Families in Park Plaza say being a resident-owned community has played a key role in helping their long-awaited shelter take shape. Park Plaza residents banded together in 2011 to buy the land beneath their community for nearly $4 million. A community board manages Park Plaza’s budget and day-to-day operations.
Having co-op members push for a project can make all the difference, said Victoria Clark of Northcountry Cooperative Foundation, a Minneapolis nonprofit that helps parks like Park Plaza become resident-owned.
“Park owners don’t necessarily have that motivating factor in their lives,” Clark said.
One-time grant funding from the Minnesota Housing Finance Agency will cover $475,000 of the project’s $606,000 price tag, Clark said. Park Plaza has saved money and taken out a loan to cover the rest.

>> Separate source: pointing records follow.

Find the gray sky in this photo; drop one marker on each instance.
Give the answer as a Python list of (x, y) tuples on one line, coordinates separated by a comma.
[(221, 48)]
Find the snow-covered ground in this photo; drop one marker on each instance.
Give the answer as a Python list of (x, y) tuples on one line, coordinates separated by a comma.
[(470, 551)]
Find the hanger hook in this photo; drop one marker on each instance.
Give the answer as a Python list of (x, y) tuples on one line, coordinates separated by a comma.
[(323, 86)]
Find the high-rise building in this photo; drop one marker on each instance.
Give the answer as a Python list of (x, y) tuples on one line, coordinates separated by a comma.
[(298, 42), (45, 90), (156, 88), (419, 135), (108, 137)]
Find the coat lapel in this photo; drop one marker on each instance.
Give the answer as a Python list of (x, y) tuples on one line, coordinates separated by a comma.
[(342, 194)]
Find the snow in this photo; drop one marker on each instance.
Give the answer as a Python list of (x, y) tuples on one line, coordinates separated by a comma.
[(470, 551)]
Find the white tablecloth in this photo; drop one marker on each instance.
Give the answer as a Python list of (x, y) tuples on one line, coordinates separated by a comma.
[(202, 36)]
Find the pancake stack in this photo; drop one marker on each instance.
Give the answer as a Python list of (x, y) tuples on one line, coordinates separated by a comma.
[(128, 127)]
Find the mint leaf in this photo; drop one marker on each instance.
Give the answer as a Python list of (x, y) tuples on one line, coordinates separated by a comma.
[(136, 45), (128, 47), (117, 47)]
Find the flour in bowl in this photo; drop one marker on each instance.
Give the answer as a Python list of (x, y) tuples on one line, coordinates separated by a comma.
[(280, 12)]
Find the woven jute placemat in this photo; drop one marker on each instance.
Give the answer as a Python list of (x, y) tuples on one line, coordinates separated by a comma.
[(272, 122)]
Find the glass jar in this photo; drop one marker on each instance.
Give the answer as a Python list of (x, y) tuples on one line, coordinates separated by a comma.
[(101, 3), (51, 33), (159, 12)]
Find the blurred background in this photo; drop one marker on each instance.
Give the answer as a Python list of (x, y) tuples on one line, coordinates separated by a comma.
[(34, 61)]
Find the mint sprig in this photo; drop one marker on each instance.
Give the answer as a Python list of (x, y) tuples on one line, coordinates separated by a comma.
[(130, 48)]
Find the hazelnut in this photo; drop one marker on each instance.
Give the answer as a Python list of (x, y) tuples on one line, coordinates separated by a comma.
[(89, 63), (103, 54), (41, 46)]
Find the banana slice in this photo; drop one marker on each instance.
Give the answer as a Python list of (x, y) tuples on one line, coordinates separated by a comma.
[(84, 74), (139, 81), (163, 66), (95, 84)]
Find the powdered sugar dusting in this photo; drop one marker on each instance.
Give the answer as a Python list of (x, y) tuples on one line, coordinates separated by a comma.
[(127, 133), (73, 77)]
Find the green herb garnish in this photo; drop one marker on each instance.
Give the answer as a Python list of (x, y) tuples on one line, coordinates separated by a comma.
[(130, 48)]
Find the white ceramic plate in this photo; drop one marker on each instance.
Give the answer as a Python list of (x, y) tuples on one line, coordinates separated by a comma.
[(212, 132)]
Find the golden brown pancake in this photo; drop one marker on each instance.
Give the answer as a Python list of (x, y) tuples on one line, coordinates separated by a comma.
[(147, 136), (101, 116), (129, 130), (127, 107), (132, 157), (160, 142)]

Because the storm shelter will double as a community center, it’s being built above ground. The concrete structure will be able to weather an F-5 tornado and wind speeds of 250 miles per hour, said project architect Von Petersen of TSP Inc. in Rochester.
Fridley is no stranger to monster storms, with devastating tornadoes from the 1960s and 1980s long ago etched in the town’s memory.
Seefeld recalled when straight-line winds swept through Park Plaza about five years ago, knocking down trees and damaging homes.
“It scared us pretty good,” she said.
Public safety officials say it’s best to leave a mobile home during severe weather like a tornado and advise seeking shelter in an interior room in a sturdy building or basement.
When tornado sirens sound, Seefeld said it can be tough for elderly residents in Park Plaza or those without transportation to make it to the hospital for safety.
Park Plaza’s new shelter can fit up to 250 people, making it an ideal meeting place for neighbors even when skies are blue, said Bonnie Johnson, who has lived there since 1999.
Work crews expect to finish construction in October, and residents like Johnson are already dreaming up future soirees.
“We can cook. We’ll have a kitchen,” Johnson said. “We thought come Christmastime we can all get together.”